Foul trouble though hurt the Raptors. Already without DeMar DeRozan, who was sitting out for the fifth time in the past six games, the Raptors got limited minutes from both Valanciunas and Powell because of foul trouble.
Powell, in particular, was missed through much of that third quarter when he picked up his fourth foul in the first minutes of the frame and did not return until the fourth.
“I got to do a better job with that,” Powell said of the fouls. “Especially knowing situations.
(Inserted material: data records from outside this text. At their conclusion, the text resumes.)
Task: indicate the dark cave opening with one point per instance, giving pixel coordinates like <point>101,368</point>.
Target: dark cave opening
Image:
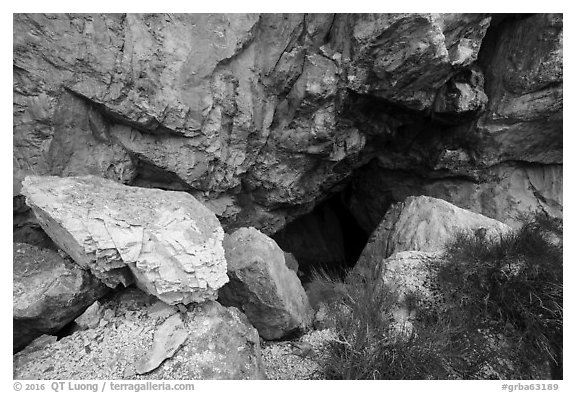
<point>327,239</point>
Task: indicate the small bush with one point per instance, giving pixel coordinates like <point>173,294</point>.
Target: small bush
<point>513,287</point>
<point>502,311</point>
<point>370,346</point>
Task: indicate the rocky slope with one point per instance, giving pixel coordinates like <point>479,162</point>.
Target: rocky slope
<point>263,116</point>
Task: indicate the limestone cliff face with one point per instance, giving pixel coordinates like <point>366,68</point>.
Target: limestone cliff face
<point>263,116</point>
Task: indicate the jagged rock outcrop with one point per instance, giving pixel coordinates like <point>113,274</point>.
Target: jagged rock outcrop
<point>165,241</point>
<point>524,83</point>
<point>406,58</point>
<point>506,192</point>
<point>262,286</point>
<point>422,224</point>
<point>251,113</point>
<point>49,291</point>
<point>220,344</point>
<point>504,162</point>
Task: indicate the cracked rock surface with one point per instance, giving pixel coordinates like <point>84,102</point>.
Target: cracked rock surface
<point>422,224</point>
<point>262,286</point>
<point>220,344</point>
<point>49,291</point>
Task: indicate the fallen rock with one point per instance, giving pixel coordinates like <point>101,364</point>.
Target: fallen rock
<point>506,192</point>
<point>221,344</point>
<point>262,286</point>
<point>166,241</point>
<point>410,275</point>
<point>167,340</point>
<point>49,291</point>
<point>422,224</point>
<point>91,317</point>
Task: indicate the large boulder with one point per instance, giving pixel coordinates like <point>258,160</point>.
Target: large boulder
<point>506,192</point>
<point>248,111</point>
<point>165,241</point>
<point>261,285</point>
<point>49,291</point>
<point>423,224</point>
<point>142,338</point>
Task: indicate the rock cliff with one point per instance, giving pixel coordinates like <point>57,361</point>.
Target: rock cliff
<point>263,116</point>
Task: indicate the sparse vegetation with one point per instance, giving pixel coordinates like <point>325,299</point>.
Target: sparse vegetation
<point>501,315</point>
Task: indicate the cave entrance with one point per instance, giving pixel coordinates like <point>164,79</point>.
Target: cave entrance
<point>327,239</point>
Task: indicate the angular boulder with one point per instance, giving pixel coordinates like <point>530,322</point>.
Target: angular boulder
<point>425,224</point>
<point>166,241</point>
<point>261,285</point>
<point>49,291</point>
<point>208,341</point>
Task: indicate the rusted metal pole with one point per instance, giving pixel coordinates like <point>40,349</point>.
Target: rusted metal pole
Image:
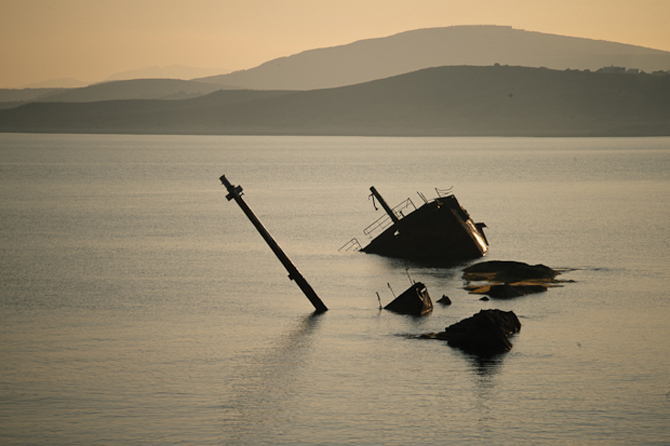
<point>384,205</point>
<point>235,193</point>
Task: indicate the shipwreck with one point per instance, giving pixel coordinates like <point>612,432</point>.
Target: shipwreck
<point>439,231</point>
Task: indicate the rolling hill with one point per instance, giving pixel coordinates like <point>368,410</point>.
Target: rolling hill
<point>409,51</point>
<point>443,101</point>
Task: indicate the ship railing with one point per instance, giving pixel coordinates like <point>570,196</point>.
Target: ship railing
<point>444,192</point>
<point>385,221</point>
<point>351,245</point>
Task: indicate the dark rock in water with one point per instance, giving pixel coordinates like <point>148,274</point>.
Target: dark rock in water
<point>444,300</point>
<point>506,291</point>
<point>414,301</point>
<point>508,279</point>
<point>507,271</point>
<point>485,334</point>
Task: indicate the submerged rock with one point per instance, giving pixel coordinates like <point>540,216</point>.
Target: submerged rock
<point>414,301</point>
<point>485,333</point>
<point>444,300</point>
<point>508,279</point>
<point>507,271</point>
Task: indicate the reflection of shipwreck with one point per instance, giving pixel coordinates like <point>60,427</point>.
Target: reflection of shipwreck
<point>439,231</point>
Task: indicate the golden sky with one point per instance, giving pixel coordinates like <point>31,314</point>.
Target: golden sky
<point>90,40</point>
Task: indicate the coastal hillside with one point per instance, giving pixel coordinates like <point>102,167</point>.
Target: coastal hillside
<point>107,91</point>
<point>409,51</point>
<point>443,101</point>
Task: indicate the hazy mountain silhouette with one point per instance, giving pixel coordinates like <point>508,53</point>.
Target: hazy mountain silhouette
<point>444,101</point>
<point>66,82</point>
<point>380,58</point>
<point>169,72</point>
<point>107,91</point>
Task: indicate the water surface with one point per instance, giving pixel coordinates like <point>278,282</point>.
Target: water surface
<point>139,307</point>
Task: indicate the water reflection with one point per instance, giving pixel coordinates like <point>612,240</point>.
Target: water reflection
<point>261,394</point>
<point>485,372</point>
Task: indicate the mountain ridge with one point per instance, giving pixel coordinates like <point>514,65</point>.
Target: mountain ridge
<point>476,45</point>
<point>443,101</point>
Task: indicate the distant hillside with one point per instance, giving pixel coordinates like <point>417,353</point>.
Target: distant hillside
<point>108,91</point>
<point>372,59</point>
<point>166,72</point>
<point>445,101</point>
<point>10,98</point>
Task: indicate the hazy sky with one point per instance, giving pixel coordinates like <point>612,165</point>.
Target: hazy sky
<point>90,40</point>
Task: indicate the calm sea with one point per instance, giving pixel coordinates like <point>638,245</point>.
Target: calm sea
<point>139,307</point>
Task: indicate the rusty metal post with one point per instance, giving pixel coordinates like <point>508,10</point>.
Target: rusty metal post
<point>384,205</point>
<point>235,193</point>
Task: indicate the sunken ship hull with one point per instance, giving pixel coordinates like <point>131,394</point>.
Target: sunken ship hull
<point>440,231</point>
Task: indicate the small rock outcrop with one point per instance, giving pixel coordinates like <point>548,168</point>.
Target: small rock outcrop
<point>414,301</point>
<point>485,333</point>
<point>507,279</point>
<point>444,300</point>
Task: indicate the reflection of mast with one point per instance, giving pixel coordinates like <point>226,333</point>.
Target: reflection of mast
<point>235,193</point>
<point>384,205</point>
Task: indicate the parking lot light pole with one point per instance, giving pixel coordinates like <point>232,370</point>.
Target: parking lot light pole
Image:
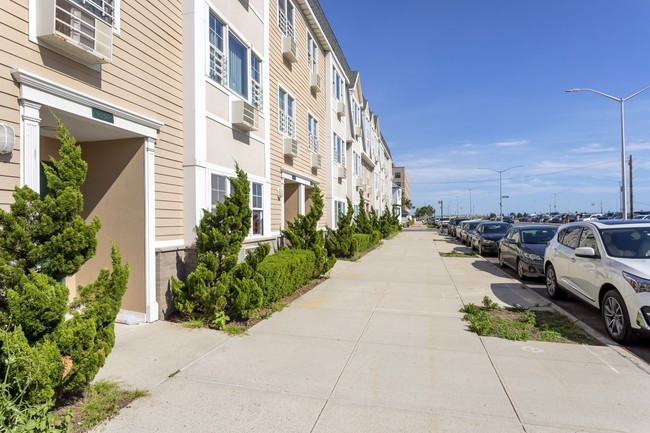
<point>622,102</point>
<point>500,191</point>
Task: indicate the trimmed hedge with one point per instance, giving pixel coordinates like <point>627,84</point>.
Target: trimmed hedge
<point>286,271</point>
<point>361,241</point>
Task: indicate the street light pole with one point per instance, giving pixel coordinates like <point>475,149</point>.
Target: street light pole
<point>622,102</point>
<point>500,191</point>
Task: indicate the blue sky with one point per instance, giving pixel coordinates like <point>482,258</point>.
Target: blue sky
<point>463,84</point>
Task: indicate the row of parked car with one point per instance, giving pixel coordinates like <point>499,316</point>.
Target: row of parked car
<point>605,263</point>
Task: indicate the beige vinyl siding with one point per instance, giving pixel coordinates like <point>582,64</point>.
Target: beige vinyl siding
<point>145,76</point>
<point>295,79</point>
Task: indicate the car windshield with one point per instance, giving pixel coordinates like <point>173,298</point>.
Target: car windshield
<point>537,236</point>
<point>628,242</point>
<point>496,228</point>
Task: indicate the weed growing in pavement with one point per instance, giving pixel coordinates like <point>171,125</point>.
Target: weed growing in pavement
<point>459,254</point>
<point>522,324</point>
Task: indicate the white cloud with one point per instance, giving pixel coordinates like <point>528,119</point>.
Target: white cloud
<point>511,143</point>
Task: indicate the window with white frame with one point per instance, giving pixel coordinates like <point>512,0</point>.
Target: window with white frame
<point>286,114</point>
<point>218,189</point>
<point>312,54</point>
<point>356,164</point>
<point>257,190</point>
<point>339,208</point>
<point>312,131</point>
<point>256,81</point>
<point>285,17</point>
<point>232,64</point>
<point>338,148</point>
<point>337,84</point>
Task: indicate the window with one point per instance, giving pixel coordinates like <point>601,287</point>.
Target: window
<point>256,82</point>
<point>339,150</point>
<point>356,163</point>
<point>339,208</point>
<point>285,17</point>
<point>237,66</point>
<point>241,70</point>
<point>312,130</point>
<point>337,84</point>
<point>287,114</point>
<point>258,208</point>
<point>218,188</point>
<point>215,41</point>
<point>312,54</point>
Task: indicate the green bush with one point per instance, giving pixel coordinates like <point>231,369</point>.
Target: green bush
<point>286,271</point>
<point>302,233</point>
<point>220,288</point>
<point>361,241</point>
<point>48,347</point>
<point>340,242</point>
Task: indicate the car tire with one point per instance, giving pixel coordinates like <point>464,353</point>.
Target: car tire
<point>615,317</point>
<point>520,270</point>
<point>552,287</point>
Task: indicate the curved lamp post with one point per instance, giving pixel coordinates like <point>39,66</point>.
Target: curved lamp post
<point>500,192</point>
<point>622,102</point>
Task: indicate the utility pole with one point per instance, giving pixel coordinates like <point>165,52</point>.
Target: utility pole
<point>631,191</point>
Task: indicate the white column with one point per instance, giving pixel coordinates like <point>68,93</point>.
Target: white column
<point>30,144</point>
<point>150,229</point>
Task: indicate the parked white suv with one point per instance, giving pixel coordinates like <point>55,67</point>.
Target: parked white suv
<point>606,264</point>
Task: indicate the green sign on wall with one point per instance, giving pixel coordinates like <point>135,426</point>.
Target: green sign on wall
<point>102,115</point>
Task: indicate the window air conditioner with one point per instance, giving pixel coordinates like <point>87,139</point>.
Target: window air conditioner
<point>315,82</point>
<point>244,116</point>
<point>289,49</point>
<point>74,31</point>
<point>290,147</point>
<point>316,160</point>
<point>340,108</point>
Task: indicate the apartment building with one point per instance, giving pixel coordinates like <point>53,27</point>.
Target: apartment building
<point>92,63</point>
<point>299,128</point>
<point>164,98</point>
<point>401,179</point>
<point>226,109</point>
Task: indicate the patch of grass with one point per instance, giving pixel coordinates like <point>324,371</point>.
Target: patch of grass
<point>100,401</point>
<point>195,323</point>
<point>520,324</point>
<point>457,253</point>
<point>234,329</point>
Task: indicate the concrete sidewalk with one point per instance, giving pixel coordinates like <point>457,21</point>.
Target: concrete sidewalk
<point>378,347</point>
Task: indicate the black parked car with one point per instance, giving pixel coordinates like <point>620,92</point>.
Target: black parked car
<point>487,235</point>
<point>522,248</point>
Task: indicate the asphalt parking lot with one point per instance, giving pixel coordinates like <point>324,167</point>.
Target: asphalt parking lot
<point>585,313</point>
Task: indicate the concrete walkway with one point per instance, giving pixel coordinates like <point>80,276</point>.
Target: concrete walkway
<point>378,347</point>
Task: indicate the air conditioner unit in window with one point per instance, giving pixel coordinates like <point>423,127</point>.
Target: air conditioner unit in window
<point>244,116</point>
<point>289,49</point>
<point>340,108</point>
<point>290,147</point>
<point>315,82</point>
<point>316,160</point>
<point>74,31</point>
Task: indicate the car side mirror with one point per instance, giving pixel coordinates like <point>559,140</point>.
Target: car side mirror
<point>586,252</point>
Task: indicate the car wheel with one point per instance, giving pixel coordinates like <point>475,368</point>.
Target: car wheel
<point>520,270</point>
<point>552,287</point>
<point>615,317</point>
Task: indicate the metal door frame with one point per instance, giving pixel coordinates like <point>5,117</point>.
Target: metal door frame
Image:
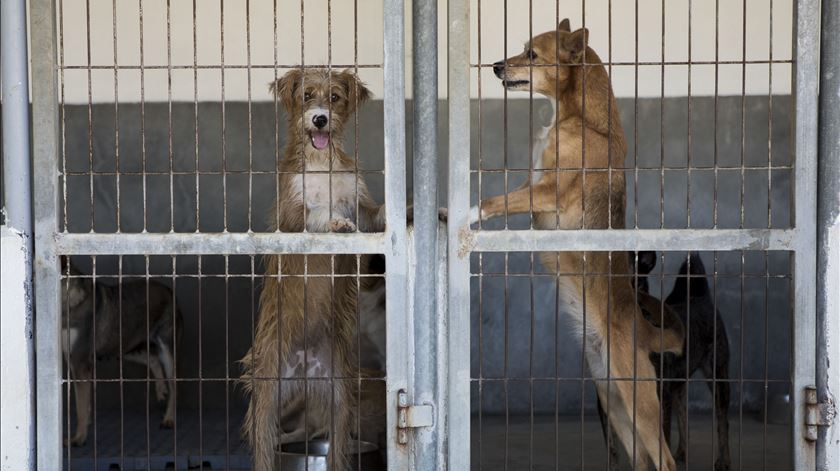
<point>800,239</point>
<point>50,243</point>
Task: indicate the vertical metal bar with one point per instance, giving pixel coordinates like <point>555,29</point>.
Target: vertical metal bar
<point>16,176</point>
<point>18,205</point>
<point>47,287</point>
<point>396,325</point>
<point>427,447</point>
<point>458,428</point>
<point>806,73</point>
<point>828,231</point>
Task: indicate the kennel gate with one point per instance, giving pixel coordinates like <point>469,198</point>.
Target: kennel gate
<point>799,239</point>
<point>452,410</point>
<point>55,241</point>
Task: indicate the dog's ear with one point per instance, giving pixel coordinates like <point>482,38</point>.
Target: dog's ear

Coming out of halftime and picking up that early foul in the third and then not playing, I think that put a real strain on the rotation.
“It’s a learning experience for me knowing foul and time and situation but I got to play through it and find a way to make up for it,” he said.
Valanciunas was in trouble almost from the opening tip and only wound up playing just under 12 minutes the entire game.
For a half and a good chunk of the third quarter, it looked like the Raptors might just run away with this one, but, again, life in the NBA isn’t that easy.
What had been a 18-point lead got down into single digits early in the fourth quarter and remained there midway through the final period before the battle of the point guards began.
With the home crowd finding its voice as the Celtics came charging back, the Raptors put the ball in Lowry’s hands and, just as he did a night before, it looked like Lowry might bring this one home.
But just as Lowry started to turn it up, Boston’s Thomas was there to remind everyone that he too can carry a team.
Thomas scored eight consecutive points midway through the third to get the Celtics their first lead.
It went back and forth like that for a while with each point guard taking his turn until Thomas hit a three to put the Celtics ahead for the first time all night.
Hurting the Raptors’ cause in a big way was an uncharacteristic poor night from the free-throw line. The Raps converted just 14-of-25 trips to the line while the Celtics were good on 25-of-30.
Also not helping was the Raps three-point game, where the visitors hit just 12-of-36.
LOWRY MADE 'TOUGH SHOT'
BOSTON — In the end everybody was celebrating an incredible shot, but if you watch the replays of Kyle Lowry’s overtime game winner from Tuesday night, there is plenty of anxiety on the face of teammate Terrence Ross just to his left.
Ross and Terrence Jones, who is defending him, are basically on Lowry’s left hip when the shot is made.
“I was trying to get out of the way because I didn’t want to be like the guy where my man blocked his shot,” Ross said Wednesday night.
“That’s a tough shot because there are two extra guys including myself and my guy in that corner.”
Jones looks like he’s close enough to actually double-team Lowry on the shot which was Ross’ concern.
Fortunately Jones stayed focused on Ross and with Solomon Hill basically inside Lowry’s uniform, who could blame him.
Ross said the key to the shot was the pump fake.
“I think the pump fake helped him because when he got (Hill) going up and then when he’s coming down Kyle is going back up so he doesn’t see anybody really contesting him,” Ross said.
The main concern for Ross was just trying to put as much distance between himself and Jones from Lowry as possible.
“I just didn’t want to mess his shot up for him,” Ross said.